We began by exploring the idea of the traditional hearth: a focal point and gathering place in the home to socialise, display objects of beauty or significance, and share our time, experiences and ideas with guests and loved ones. After studying hearths, fireplaces, chimneybreasts, mantelpieces and similar structures in both traditional Chinese and British domestic architecture, we designed five sculptural hearths as the central point of the Social House to display books, magazines and other printed materials in a way that blurred the realms of the public and private, interior and exterior.
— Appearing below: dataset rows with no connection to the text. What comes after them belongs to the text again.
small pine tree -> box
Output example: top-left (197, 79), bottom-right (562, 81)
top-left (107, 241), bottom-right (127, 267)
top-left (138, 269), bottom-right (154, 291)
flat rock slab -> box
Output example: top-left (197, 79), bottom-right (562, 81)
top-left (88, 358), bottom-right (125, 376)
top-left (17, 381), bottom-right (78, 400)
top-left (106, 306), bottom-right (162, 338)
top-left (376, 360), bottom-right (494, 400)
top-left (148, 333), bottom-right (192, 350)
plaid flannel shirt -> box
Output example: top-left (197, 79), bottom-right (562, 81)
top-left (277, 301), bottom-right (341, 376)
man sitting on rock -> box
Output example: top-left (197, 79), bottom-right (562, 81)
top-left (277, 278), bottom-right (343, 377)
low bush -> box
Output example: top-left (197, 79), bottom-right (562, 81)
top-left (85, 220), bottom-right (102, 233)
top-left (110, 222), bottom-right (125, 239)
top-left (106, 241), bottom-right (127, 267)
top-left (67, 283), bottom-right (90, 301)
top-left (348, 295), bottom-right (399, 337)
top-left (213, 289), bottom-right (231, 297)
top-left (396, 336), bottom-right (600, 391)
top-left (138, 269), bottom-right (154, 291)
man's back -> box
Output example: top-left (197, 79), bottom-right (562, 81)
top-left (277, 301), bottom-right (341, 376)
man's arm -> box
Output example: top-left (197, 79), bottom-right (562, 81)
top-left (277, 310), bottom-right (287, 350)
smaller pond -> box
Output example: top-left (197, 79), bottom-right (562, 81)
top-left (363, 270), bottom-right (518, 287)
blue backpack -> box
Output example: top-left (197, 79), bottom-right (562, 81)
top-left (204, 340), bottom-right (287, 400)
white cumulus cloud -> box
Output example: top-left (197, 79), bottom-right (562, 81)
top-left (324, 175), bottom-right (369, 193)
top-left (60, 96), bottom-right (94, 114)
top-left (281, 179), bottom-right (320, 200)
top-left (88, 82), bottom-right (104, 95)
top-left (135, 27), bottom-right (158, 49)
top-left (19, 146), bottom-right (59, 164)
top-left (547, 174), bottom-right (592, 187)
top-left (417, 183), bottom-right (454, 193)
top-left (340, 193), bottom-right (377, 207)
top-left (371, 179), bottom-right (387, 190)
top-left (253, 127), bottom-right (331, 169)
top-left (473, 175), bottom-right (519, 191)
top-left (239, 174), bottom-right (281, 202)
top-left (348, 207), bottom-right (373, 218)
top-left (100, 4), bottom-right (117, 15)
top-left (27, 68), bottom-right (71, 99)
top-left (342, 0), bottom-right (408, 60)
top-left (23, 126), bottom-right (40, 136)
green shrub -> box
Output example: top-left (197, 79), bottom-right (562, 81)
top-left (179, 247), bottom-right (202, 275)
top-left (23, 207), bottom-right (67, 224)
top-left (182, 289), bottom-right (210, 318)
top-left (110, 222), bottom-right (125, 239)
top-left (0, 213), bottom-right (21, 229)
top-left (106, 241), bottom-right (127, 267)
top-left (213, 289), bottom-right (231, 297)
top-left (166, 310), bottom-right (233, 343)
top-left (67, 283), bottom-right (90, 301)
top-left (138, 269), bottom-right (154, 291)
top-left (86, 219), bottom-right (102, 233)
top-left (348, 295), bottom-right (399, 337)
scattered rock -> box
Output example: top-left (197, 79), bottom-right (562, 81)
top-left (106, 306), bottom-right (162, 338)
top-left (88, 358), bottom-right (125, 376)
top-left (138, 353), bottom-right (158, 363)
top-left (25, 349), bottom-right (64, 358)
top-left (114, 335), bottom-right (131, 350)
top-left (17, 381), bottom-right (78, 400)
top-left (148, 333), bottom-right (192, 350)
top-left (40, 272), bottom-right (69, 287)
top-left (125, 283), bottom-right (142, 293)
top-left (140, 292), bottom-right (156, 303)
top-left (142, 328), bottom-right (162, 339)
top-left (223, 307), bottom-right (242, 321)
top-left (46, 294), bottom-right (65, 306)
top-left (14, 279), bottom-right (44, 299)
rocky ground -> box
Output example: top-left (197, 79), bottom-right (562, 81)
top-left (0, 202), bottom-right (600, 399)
To resonate with the local Shikumen architecture and echo the many historic and restored buildings in Xintiandi, we applied a stone-like rendered surface to the structure. We often use strong colours in our work to signify a different use of space, and the soft, welcoming blush-pink shade of the Xintiandi Social House gave it a strong visual identity on the retail landscape to signal an imaginative, social structure offering an alternative to shopping. We designed the sculptural forms and included seating to provide comfort and encourage visitors to sit, lean, read and spend time in the space, rather than simply purchasing an item and moving along. In fact, along with the displayed books, the pop-up also hosted a varied cultural events programme which included talks by respected writers, poets and critics on Chinese calligraphy, poetry, architecture and photography.
By combining the function of an outdoor library with the trope of the domestic hearth, the Xintiandi Social House became a sort of ‘social catalyst’, allowing visitors to explore how we can be social in a small, public space.